9:39 AM Obama and Israel Museum director James Snyder are discussing how remarkable it is that the Dead Sea Scrolls were preserved in such good condition. Obama says that Americans also have well-preserved antiquities such as the Declaration of Independence and Barbara Bush. (Dick Clark, rest in peace.)
9:22 AM Obama arrives to the Israel Museum and will be shown a scroll of the Book of Isaiah but won’t be allowed to touch it. The last time he heard that, he was in a co-ed’s dorm room at Columbia.
9:15 AM “Obama should come and see how we live here,” says Sara Hazizu. Why would he want to do a thing like that? He lives in the White House. That woman is delusional.

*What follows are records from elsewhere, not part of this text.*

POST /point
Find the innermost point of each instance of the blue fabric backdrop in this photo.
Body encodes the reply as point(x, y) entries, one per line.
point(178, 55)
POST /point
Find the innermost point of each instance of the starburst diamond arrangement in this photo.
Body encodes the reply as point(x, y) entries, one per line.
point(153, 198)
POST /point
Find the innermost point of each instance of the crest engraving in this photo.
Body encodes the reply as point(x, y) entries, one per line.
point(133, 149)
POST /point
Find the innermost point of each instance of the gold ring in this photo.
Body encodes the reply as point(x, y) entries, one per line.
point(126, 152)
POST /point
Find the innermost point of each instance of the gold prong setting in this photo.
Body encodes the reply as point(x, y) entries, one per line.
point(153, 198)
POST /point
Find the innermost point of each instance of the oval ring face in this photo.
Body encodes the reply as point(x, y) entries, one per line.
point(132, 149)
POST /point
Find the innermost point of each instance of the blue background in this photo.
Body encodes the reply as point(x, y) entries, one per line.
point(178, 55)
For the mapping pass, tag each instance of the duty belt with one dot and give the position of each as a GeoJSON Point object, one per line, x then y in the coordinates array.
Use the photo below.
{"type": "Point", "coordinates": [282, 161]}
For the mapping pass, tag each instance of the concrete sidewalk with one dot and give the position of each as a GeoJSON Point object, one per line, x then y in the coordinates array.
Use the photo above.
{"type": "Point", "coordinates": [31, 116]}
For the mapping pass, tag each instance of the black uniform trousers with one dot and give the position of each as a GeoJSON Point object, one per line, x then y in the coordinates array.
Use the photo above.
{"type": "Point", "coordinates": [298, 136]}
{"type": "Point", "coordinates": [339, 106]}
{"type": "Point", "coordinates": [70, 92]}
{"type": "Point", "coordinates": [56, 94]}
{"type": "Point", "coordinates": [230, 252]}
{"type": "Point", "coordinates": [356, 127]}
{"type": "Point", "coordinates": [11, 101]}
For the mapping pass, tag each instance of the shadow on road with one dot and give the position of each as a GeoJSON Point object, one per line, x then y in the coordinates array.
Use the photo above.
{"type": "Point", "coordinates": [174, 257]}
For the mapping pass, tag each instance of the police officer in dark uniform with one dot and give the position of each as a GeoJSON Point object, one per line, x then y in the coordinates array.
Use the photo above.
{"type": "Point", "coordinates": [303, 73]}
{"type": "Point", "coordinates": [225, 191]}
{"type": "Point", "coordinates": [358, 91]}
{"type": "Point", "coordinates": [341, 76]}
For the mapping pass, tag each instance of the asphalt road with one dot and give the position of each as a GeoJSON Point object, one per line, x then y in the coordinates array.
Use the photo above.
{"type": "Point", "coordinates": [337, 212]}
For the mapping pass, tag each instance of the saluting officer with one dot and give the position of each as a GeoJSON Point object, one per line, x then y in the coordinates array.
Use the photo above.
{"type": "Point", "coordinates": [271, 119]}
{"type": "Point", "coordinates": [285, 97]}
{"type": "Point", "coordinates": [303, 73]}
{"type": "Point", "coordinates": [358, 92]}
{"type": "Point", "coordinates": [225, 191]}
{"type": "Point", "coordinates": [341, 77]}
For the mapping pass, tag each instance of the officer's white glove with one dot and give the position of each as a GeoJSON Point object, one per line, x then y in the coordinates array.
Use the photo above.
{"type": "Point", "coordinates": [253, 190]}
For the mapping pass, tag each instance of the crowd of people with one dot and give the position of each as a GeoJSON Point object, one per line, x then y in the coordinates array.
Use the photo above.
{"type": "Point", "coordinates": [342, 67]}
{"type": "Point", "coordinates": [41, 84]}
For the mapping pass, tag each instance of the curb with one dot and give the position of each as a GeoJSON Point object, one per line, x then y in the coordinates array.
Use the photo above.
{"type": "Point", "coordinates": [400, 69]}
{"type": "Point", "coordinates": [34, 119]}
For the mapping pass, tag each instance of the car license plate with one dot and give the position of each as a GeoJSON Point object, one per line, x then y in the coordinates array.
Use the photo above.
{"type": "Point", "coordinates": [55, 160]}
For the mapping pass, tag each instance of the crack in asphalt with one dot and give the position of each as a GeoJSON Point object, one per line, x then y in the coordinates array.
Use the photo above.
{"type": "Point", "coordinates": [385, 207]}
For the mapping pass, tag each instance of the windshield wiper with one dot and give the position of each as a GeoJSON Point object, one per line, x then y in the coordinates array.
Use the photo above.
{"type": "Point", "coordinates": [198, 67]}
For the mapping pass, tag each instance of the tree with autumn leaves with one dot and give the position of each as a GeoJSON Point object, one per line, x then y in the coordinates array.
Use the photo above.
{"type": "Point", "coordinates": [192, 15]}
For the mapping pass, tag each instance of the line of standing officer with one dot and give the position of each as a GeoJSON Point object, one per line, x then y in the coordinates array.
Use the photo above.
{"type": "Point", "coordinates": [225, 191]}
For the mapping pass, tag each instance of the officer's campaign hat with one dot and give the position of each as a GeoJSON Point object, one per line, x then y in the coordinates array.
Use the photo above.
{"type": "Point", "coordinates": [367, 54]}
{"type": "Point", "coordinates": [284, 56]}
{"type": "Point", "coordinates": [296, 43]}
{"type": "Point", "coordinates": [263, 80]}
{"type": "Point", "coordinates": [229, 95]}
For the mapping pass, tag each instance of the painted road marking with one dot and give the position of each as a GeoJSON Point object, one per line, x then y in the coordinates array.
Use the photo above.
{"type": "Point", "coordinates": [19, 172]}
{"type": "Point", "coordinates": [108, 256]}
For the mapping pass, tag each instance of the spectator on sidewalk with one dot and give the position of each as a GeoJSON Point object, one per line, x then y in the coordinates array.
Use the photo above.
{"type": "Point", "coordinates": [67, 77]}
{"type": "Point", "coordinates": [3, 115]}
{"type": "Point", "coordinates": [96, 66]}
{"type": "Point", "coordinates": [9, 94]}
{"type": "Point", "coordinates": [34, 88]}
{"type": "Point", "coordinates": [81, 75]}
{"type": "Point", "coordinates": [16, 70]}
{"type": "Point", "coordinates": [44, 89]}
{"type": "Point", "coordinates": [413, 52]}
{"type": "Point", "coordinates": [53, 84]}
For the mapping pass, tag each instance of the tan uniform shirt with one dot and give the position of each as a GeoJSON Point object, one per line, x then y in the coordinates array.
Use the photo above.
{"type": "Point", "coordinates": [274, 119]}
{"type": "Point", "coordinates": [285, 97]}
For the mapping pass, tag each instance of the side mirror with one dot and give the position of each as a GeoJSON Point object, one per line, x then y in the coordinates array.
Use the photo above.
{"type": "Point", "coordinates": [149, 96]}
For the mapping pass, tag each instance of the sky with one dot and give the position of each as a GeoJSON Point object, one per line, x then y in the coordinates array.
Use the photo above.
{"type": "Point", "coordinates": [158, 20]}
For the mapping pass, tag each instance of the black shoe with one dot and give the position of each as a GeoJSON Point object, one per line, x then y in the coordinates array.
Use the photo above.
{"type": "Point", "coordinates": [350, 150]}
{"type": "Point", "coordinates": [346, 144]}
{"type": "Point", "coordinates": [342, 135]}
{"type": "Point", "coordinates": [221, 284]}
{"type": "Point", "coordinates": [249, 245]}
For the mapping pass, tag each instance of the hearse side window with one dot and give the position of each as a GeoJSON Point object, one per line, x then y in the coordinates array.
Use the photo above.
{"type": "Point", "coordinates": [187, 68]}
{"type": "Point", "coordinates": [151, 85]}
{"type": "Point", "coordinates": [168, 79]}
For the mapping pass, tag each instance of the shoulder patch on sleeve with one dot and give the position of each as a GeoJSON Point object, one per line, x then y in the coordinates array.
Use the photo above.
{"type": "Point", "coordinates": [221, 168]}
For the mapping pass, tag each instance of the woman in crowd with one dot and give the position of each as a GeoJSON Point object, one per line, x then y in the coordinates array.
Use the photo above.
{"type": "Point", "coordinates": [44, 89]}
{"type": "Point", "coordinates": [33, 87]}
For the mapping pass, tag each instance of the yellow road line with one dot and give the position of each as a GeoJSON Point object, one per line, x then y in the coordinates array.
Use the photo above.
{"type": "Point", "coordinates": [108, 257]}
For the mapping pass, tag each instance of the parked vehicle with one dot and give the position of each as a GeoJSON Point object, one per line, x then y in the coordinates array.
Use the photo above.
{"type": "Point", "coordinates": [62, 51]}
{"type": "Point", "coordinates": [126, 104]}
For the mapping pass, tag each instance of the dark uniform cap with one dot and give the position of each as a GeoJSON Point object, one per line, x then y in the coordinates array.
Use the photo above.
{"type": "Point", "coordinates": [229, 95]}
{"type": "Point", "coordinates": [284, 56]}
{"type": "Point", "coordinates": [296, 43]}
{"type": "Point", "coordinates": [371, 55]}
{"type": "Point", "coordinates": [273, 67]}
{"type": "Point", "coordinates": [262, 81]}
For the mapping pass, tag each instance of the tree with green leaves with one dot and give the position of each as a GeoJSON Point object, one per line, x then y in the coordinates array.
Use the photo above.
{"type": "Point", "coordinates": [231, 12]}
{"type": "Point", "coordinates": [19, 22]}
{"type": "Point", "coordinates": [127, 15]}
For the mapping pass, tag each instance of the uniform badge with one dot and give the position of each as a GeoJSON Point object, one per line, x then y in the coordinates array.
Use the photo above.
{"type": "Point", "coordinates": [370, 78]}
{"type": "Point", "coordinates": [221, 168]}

Security sources in Jerusalem agree that the rocket fire was “a message timed for Obama’s visit to show they’re still there”. With all the Israeli moving companies, why are they still there? Moshe’s Movers, send in ten of your workers at 3 AM, pack a few trucks, and ship their furniture to Des Moines.
9:11 AM Times of Israel: Hundreds of people line the streets in Jerusalem to watch Obama’s motorcade go by on the way to the museum, and traffic jams are being reported all over the capital because of the disruptions. This is in contrast to the traffic jams on all other days which occur for no good reason whatsoever.
8:51 AM The Times of Israel: Sderot Mayor David Buskilla called the rockets a message to Obama from Gaza. I’m guessing that the message wasn’t that the Democrats have their vote in the 2014 elections.
8:27 AM “WTF, Gaza? When my advisors told me that rockets had landed, I thought they were talking about the NBA team.”
8:16 AM “Seriously with the vegetables?! Get me some sausage or you can forget about red lines.”
Front desk: “Mr. President, how did you sleep?”
BHO: “Was there a war around 4:30 AM?”
Front desk: “Yes, the garbage trucks. Those wake us up as well.”